Revenues and growth are driven from out-licensing of this technology for the development and commercialization of such compounds to pharmaceutical and biotechnology companies worldwide. In addition, the Company is seeking to monetize its existing product pipeline, including its first product, Vitaros^®, approved in Canada for the treatment of erectile dysfunction, which is currently expected to be available on the Canadian market in 2011, as well as compounds in development from pre-clinical through Phase III, currently focused on Sexual Dysfunction, Oncology, Dermatology, Autoimmune, Pain, Anti-Infectives, Diabetes and Cosmeceuticals among others.

For further information on Apricus Bio, visit http://www.apricusbio.com and for information on its subsidiaries please visit www.nexmedusa.com or www.bio-quant.com. You can also receive information at http://twitter.com/apricusbio and http://facebook.com/apricusbio.

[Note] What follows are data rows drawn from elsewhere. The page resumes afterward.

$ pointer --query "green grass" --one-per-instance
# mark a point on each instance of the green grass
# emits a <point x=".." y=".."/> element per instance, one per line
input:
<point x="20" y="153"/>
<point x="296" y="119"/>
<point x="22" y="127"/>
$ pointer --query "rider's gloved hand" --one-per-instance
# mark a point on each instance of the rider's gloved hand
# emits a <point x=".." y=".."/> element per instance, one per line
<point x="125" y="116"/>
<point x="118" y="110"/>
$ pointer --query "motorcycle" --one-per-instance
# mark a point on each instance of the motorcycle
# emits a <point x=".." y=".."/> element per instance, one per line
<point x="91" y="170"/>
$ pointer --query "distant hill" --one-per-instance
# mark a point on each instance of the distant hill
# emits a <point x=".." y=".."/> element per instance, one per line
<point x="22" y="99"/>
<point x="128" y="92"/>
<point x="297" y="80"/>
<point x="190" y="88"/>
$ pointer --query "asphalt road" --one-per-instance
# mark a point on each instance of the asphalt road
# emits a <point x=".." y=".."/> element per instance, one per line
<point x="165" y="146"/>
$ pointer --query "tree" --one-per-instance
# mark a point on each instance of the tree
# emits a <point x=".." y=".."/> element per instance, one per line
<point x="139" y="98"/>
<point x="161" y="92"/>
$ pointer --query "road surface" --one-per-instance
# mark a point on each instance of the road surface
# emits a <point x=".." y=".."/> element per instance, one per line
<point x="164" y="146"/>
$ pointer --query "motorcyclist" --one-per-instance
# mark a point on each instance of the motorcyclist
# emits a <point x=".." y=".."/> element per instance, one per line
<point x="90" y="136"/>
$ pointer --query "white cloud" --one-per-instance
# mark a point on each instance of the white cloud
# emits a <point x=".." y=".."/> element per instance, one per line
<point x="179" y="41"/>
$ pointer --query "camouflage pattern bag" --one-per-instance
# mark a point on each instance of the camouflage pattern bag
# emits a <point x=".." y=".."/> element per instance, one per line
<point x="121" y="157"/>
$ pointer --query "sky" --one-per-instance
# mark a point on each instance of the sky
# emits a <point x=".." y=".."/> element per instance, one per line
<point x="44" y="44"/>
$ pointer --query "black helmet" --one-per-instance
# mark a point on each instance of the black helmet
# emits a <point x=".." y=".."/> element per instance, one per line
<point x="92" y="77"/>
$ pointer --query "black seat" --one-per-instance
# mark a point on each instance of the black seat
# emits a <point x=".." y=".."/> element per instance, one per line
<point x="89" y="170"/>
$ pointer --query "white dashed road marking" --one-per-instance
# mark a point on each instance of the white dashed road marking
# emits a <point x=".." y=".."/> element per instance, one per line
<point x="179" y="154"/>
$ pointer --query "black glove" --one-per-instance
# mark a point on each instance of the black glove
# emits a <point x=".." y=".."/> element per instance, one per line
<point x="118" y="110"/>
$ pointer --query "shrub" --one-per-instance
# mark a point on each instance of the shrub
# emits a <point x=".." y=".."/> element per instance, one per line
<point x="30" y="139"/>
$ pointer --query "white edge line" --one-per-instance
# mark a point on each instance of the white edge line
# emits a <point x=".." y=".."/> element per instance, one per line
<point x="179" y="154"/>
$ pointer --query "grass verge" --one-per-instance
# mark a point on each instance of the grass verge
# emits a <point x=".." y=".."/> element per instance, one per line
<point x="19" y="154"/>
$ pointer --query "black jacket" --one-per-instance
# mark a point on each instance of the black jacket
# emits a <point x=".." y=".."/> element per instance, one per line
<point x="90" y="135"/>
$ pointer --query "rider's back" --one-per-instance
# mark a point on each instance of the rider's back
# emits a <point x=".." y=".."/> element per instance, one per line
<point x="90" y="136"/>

Apricus Bio's Forward-Looking Statement Safe Harbor

Statements under the Private Securities Litigation Reform Act, as amended: with the exception of the historical information contained in this release, the matters described herein contain forward-looking statements that involve risks and uncertainties that may individually or mutually impact the matters herein described for a variety of reasons that are outside the are outside the control of the Company, including, but not limited to, its ability to further development MycoVa™ and other products and product candidates, have such products and product candidates approved by relevant regulatory authorities, to successfully commercialize such products and product candidates and to achieve its other development, commercialization and financial goals. Readers are cautioned not to place undue reliance on these forward-looking statements as actual results could differ materially from the forward-looking statements contained herein. Readers are urged to read the risk factors set forth in the Company's most recent annual report on Form 10-K, subsequent quarterly reports filed on Form 10-Q and other filings made with the SEC. Copies of these reports are available from the SEC's website or without charge from the Company.